Unsere Schuld
Es ist alles unsere Schuld. Denn wir haben die Krawatte weggelassen. Offene Hemden finden wir bequemer. Dann haben wir begonnen, nicht mehr „Guten Tag“ zu sagen, sondern „Tag auch“.
Alles unsere Schuld. Denn nach den Krawatten sind die Anzüge verschwunden. Chinos und Sakko geht ja auch. Und die Chinos kann man selber waschen. Das finden wir bequemer, wie es ja auch reicht, „Hi“ oder „Hallo“ zu sagen. Schließlich sind wir alle gleich. Dann haben wir unterlassen, unser Latein und Griechisch zu pflegen. Die Übersetzungen sind okay. Das paßt schon. Einer Dame in den Mantel helfen? Überholt.

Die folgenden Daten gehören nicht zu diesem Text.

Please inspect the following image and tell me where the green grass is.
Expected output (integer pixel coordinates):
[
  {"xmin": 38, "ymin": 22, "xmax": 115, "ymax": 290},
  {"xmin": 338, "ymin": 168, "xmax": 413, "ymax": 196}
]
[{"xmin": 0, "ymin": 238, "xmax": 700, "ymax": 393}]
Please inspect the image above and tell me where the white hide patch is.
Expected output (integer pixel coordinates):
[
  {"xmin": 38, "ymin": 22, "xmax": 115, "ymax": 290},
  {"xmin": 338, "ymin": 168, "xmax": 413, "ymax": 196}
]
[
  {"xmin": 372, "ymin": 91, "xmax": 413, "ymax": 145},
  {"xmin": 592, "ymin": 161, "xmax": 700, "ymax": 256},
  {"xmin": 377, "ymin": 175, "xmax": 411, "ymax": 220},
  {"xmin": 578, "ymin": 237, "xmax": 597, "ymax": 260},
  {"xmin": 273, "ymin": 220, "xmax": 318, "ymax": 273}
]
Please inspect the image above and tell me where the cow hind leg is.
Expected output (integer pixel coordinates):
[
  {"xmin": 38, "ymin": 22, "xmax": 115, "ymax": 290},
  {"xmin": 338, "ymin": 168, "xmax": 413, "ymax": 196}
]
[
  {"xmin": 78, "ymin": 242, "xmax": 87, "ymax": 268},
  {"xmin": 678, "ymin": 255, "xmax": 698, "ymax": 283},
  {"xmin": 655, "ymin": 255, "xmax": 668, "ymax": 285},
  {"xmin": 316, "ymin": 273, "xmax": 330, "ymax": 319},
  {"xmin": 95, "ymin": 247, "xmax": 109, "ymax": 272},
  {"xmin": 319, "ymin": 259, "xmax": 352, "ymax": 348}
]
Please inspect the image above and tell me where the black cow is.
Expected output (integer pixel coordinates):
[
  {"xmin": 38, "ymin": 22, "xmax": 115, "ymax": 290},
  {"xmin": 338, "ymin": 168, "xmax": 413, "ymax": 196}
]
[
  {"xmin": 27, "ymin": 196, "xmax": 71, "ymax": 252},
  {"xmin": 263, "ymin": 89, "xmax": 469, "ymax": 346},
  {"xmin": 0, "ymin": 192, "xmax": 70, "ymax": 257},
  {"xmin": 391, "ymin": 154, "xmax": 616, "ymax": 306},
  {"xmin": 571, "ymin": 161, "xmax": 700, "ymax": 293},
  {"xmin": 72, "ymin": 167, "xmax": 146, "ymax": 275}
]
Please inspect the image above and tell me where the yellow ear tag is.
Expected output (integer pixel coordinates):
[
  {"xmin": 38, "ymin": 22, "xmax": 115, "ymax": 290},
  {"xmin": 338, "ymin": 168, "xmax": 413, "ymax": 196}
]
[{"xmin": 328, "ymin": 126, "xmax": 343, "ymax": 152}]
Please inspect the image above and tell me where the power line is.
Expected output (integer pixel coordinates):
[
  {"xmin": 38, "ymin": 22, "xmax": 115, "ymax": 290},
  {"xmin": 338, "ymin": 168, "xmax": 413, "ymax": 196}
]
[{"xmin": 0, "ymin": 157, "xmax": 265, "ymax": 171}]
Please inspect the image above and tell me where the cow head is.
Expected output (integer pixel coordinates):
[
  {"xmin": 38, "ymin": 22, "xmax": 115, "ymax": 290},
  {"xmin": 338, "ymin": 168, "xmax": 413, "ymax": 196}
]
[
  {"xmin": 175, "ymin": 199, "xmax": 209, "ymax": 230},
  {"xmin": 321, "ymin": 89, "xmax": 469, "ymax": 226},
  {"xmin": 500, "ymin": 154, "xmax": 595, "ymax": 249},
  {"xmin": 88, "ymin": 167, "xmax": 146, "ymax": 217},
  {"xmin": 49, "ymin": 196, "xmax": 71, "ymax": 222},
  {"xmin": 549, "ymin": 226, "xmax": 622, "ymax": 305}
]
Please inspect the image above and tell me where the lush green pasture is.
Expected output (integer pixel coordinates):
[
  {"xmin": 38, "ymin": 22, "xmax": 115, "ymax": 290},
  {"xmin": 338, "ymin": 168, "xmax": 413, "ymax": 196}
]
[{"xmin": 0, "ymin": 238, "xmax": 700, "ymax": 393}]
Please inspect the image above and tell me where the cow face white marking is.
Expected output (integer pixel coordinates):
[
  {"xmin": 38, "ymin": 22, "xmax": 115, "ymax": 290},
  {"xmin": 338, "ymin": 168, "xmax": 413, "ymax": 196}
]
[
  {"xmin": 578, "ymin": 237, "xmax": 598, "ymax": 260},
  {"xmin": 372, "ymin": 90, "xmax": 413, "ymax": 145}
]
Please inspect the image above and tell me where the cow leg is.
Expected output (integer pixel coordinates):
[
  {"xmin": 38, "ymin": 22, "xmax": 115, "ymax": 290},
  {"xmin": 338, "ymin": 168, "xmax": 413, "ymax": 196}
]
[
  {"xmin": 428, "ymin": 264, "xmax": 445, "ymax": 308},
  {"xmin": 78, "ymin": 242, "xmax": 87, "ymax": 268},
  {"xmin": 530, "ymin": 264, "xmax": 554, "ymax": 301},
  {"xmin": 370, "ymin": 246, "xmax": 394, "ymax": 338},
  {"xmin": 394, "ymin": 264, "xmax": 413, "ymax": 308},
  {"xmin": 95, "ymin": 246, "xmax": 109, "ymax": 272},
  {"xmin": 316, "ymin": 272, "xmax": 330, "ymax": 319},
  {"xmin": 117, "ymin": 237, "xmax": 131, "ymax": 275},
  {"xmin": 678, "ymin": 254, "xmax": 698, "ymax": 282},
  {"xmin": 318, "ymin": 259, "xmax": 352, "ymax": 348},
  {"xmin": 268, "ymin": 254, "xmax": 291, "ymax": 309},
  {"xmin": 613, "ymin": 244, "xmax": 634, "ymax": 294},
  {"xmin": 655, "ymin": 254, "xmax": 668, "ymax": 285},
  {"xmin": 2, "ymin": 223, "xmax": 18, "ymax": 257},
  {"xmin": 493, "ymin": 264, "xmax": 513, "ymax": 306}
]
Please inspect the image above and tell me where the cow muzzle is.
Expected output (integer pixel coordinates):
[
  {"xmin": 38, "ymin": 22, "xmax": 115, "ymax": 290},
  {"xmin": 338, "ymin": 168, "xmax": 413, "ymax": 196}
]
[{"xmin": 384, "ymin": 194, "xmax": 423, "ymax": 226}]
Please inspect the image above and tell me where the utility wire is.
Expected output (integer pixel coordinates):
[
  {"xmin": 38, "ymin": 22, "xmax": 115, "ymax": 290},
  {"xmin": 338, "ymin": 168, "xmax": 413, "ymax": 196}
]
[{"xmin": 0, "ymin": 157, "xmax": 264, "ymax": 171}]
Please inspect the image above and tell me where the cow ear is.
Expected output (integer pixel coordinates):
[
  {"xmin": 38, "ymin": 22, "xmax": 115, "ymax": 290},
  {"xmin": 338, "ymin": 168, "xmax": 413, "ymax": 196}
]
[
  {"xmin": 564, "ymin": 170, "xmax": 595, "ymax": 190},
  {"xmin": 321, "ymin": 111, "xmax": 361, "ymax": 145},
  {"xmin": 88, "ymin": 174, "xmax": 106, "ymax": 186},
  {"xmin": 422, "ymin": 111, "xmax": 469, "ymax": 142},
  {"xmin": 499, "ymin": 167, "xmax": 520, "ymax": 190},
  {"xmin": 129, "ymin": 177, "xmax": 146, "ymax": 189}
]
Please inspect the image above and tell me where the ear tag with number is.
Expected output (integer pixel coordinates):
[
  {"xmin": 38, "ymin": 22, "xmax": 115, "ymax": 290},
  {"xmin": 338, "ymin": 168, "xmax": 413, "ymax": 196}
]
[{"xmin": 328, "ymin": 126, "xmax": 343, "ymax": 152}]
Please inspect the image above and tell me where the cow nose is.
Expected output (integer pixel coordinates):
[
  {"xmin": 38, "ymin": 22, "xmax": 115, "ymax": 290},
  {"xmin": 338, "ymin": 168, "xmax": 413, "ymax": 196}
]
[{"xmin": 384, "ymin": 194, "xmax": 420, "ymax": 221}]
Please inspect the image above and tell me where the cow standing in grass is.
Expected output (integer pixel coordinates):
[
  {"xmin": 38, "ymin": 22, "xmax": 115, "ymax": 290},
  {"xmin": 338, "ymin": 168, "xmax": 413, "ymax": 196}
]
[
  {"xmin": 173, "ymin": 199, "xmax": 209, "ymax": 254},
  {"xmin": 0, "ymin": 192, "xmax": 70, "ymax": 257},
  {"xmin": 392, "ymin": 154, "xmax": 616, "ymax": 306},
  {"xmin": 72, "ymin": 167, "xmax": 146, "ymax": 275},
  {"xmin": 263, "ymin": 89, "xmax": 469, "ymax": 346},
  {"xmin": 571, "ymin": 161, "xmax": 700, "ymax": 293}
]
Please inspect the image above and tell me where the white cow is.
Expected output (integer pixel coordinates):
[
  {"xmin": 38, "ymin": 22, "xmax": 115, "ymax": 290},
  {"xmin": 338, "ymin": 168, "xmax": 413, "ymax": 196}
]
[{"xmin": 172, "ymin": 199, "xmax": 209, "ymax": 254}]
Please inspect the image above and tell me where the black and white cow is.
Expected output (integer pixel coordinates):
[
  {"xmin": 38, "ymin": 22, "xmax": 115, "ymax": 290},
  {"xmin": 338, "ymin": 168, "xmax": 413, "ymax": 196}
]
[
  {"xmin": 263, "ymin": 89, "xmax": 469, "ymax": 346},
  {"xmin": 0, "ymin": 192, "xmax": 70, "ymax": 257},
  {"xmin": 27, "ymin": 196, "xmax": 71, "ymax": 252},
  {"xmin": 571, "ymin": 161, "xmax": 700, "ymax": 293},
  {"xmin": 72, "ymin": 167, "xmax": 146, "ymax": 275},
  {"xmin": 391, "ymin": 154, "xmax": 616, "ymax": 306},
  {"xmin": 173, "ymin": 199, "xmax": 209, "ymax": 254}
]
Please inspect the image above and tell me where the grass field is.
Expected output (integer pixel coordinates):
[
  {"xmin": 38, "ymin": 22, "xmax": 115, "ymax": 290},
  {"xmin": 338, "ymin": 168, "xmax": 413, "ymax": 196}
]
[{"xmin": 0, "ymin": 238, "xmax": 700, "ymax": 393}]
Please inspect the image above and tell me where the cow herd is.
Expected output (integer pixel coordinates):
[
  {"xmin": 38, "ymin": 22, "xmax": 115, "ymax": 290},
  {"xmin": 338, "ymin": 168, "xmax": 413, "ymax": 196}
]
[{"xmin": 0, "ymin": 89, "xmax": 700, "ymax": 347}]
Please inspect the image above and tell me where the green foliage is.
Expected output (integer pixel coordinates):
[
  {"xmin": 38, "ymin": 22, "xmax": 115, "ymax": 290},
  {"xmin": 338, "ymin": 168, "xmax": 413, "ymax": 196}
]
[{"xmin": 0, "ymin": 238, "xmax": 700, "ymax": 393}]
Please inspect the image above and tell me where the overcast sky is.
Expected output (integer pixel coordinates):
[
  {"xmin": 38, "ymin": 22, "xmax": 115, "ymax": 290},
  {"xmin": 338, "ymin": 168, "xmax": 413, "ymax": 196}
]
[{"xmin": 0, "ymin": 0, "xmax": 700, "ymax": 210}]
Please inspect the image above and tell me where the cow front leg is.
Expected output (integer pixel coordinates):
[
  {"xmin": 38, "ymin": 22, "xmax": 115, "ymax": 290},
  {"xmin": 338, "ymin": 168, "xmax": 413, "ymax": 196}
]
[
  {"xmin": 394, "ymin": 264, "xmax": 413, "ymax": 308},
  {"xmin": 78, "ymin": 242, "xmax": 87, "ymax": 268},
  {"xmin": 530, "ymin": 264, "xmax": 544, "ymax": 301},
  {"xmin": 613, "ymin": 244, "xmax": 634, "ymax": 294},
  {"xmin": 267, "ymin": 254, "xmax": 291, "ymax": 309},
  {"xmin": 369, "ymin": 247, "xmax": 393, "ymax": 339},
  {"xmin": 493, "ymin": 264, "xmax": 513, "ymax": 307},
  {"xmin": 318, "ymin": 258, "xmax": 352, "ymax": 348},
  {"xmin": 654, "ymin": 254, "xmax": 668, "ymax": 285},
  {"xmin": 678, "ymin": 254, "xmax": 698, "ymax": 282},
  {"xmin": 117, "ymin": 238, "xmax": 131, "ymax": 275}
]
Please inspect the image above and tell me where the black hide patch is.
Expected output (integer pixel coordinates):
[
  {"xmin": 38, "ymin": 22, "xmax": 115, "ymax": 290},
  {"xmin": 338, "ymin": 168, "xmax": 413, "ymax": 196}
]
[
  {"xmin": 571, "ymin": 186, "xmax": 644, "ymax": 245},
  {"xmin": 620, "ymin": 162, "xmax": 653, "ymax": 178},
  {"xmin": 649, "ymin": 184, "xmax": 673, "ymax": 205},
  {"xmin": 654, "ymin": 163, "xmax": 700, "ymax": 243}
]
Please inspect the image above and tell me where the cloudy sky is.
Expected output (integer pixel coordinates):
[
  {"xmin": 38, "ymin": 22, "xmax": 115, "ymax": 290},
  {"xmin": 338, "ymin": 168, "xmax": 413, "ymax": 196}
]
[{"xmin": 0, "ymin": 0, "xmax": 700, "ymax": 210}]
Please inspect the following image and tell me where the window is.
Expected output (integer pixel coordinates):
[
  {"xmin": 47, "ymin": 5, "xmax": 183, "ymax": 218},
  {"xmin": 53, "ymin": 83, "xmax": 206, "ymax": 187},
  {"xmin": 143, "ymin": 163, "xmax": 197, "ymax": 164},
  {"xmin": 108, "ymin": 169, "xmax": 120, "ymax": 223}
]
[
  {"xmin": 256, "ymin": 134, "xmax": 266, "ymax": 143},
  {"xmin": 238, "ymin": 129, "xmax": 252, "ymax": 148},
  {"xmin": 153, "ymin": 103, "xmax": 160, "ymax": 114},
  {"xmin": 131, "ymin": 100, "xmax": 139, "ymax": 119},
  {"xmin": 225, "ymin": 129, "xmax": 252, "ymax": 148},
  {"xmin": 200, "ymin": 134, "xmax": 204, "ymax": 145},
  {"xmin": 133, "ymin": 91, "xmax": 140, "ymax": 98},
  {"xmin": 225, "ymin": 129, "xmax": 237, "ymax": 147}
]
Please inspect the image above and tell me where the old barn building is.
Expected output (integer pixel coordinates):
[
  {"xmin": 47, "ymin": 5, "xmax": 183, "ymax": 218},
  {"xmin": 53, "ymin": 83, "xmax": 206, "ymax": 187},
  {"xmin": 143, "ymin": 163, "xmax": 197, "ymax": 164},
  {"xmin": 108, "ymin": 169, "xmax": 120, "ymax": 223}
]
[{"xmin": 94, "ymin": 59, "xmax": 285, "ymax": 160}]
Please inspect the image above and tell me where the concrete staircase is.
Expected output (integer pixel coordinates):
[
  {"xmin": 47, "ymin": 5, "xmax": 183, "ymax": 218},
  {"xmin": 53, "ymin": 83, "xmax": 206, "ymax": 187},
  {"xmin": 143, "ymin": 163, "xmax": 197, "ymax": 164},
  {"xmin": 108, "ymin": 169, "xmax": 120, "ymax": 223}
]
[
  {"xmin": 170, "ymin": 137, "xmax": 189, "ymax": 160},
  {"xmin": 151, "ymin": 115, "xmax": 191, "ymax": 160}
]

Alles unsere Schuld. Denn nach den Anzügen sind die Sakkos im Schrank geblieben. Wozu so förmlich? Das ist bequemer. Dann haben wir begonnen, statt der Klassiker über die Klassiker zu lesen. Das geht schneller. Die Kenner teilen uns das Wesentliche mit, und wir sind hinreichend orientiert. Unsere Frau oder Freundin kann sich die Beifahrertür selber öffnen. Und der Sonntagmorgen ist zum Ausschlafen da.
Unsere Schuld. Denn inzwischen sind sommers die langen Hosen verschwunden; kurze tun’s auch. Wozu sich quälen? Hat doch keinen Sinn! Oder doch? Denn vor einiger Zeit haben wir uns zu wundern bekommen, weshalb unsere und andere Kinder aufwachsen, als hätten sie keine Vorbilder um und vor sich. Kommt die Rede auf Johann Sebastian Bach, Andrea Palladio oder Thomas Mann, ja selbst auf’s Rasenmähen, gähnt uns blasierte Faulheit entgegen.